Hundreds of lawyers attack secret trial plans

Plans to extend closed material procedures in court are ‘dangerous and unnecessary’, say many lawyers
Thursday 28 February 2013 by Jonathan Rayner

More than 700 lawyers have signed an open letter calling on the government to drop its ‘dangerous and unnecessary’ plans to extend closed material procedures (CMPs).

The letter, published in today’s Daily Mail, says that the proposals for secret courts set out in the Justice and Security Bill are ‘contrary to the rule of law’ and ‘erode core principles of our civil justice system, including the right to a fair trial… and open justice’.

The letter adds that the procedures will ‘fatally undermine’ the courtroom as a forum in which allegations of wrongdoing can be fairly tested and the government ‘transparently held to account’.

Closed proceedings were designed in response to claims by the security services that other countries will be unwilling to share intelligence with the UK if intelligence might later be disclosed in open court.
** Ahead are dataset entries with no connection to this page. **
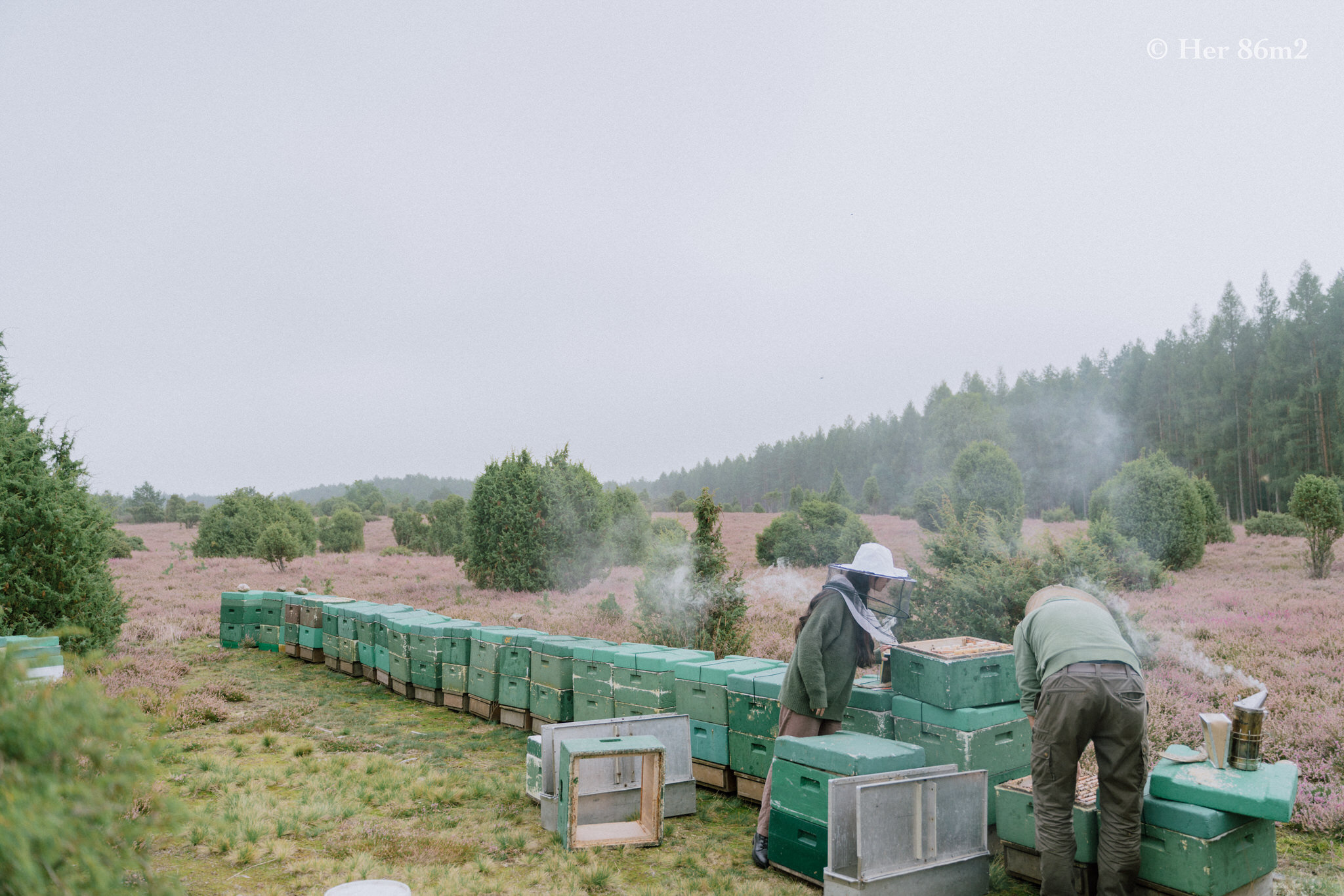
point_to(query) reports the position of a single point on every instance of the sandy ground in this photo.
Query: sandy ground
(1246, 614)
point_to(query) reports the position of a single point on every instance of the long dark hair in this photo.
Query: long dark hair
(863, 644)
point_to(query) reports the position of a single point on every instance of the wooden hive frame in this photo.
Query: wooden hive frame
(646, 830)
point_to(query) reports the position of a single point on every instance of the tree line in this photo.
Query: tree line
(1249, 399)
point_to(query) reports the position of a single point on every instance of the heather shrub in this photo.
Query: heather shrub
(928, 502)
(1270, 523)
(233, 527)
(1155, 502)
(342, 533)
(54, 537)
(688, 597)
(984, 476)
(1316, 502)
(1217, 525)
(79, 806)
(818, 534)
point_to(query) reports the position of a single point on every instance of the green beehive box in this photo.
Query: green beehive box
(483, 684)
(709, 742)
(1185, 819)
(850, 754)
(427, 675)
(750, 755)
(453, 676)
(591, 707)
(551, 703)
(866, 722)
(995, 748)
(624, 710)
(1210, 866)
(1015, 817)
(702, 691)
(514, 692)
(964, 719)
(754, 703)
(955, 672)
(533, 781)
(457, 649)
(273, 609)
(1267, 793)
(797, 844)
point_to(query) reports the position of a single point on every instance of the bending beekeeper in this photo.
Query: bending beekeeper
(854, 611)
(1081, 683)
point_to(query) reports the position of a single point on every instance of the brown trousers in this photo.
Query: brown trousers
(795, 725)
(1108, 707)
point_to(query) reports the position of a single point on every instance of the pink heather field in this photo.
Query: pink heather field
(1246, 614)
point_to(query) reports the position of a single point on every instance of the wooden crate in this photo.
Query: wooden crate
(515, 718)
(715, 777)
(432, 696)
(487, 710)
(1023, 863)
(750, 789)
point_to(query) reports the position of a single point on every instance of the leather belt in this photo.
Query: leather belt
(1097, 668)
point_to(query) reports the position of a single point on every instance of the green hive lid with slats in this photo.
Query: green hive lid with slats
(850, 754)
(772, 680)
(494, 634)
(967, 719)
(668, 660)
(866, 697)
(717, 672)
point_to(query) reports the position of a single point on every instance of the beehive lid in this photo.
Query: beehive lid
(717, 672)
(624, 655)
(968, 719)
(746, 682)
(959, 648)
(847, 754)
(668, 660)
(1085, 793)
(877, 699)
It is proposed that CMPs will hear cases entirely in private, with no defendants or claimants present.

The latter will not know or be able to challenge the case against them and will be represented by a security-cleared special advocate, not their own lawyer.

CMPs are currently used in a small number of immigration and deportation hearings, but the government wants to extend them across the civil courts in cases believed to involve national security.

Law Society president Lucy Scott-Moncrieff told the Gazette last month that CMPs undermine an essential principle of justice, which is that all parties are entitled to see and challenge all of the evidence relied upon before the court, and to combat that evidence by calling evidence of their own.

The Society insists that the government has failed to make a national security case for extending CMPs to ordinary civil litigation.

Comments

No smoke without fire

I'm with the government on this one - it really sticks in the craw that people should be paid compensation for alleged injuries allegedly caused by the security services when the defence cannot safely produce evidence to rebut the claim. no doubt some claims will be justified - and I have every confidence in the independence of our judges, and the integrity of the security cleared advocates, to ensure that justice is done.

Old Lag

Good for you, Old Lag, it's time someone came out and made the point that we should trust the government, the judiciary and the advocates.

We know that the wrong people never get prosecuted is false; that it is a lie to suggest that evidence which should be disclosed to the defence is sometimes suppressed and that no senior judge ever said that rather than see the British justice system impugned he would prefer it if a few innocents remained in prison, or words to that effect.

So go for it, get out there and support what many silly billies fear might be a thin wedge end.

Correction

Good for you, Old Lag, it's time someone came out and made the point that we should trust the government, the judiciary and the advocates.

We know that the wrong people never get prosecuted; that it is a lie to suggest that evidence which should be disclosed to the defence is sometimes suppressed and that no senior judge ever said that rather than see the British justice system impugned he would prefer it if a few innocents remained in prison, or words to that effect.

So go for it, get out there and support what many silly billies fear might be a thin wedge end

Secret Injustice

Secret trials are not justice, but oppression. If the prosecution - except in the most exceptional of circumstances - cannot produce the evidence in open court, then that evidence is at best suspect and, for all we know, fabricated.

Such legislation removes government and its organs even further from public scrutiny and must NOT be permitted. Would Ian Tomlinson's killer have been brought to trial, I doubt it. Would the circumstances of Christoper Alder's death have been publicised? Doubtful. Would we be on the verge of the truth of the Hillsborough disaster? Most certainly we would not.

secret trials

how strange these lawyers, the govt must be laughing.

do they not know about bench memorandum /memoranda - used more and more now in the RCJ and outside.

a secret judgement used in civil proceedings whcih is not disclosed in civil proceedings but is in criminal proceedings hardly open justice. approved by the law society as the practice first got ventilated in Parker v Law Society and the barrister for the Law Society [later head of the bar] argued that it was fine and dandy.

as usual the govt just following and codifying current practice in the excecutive and the courts.

we are heading towards a democratic soviet union style country but imagine the outcry if this was the practice in some right wing dictatorship.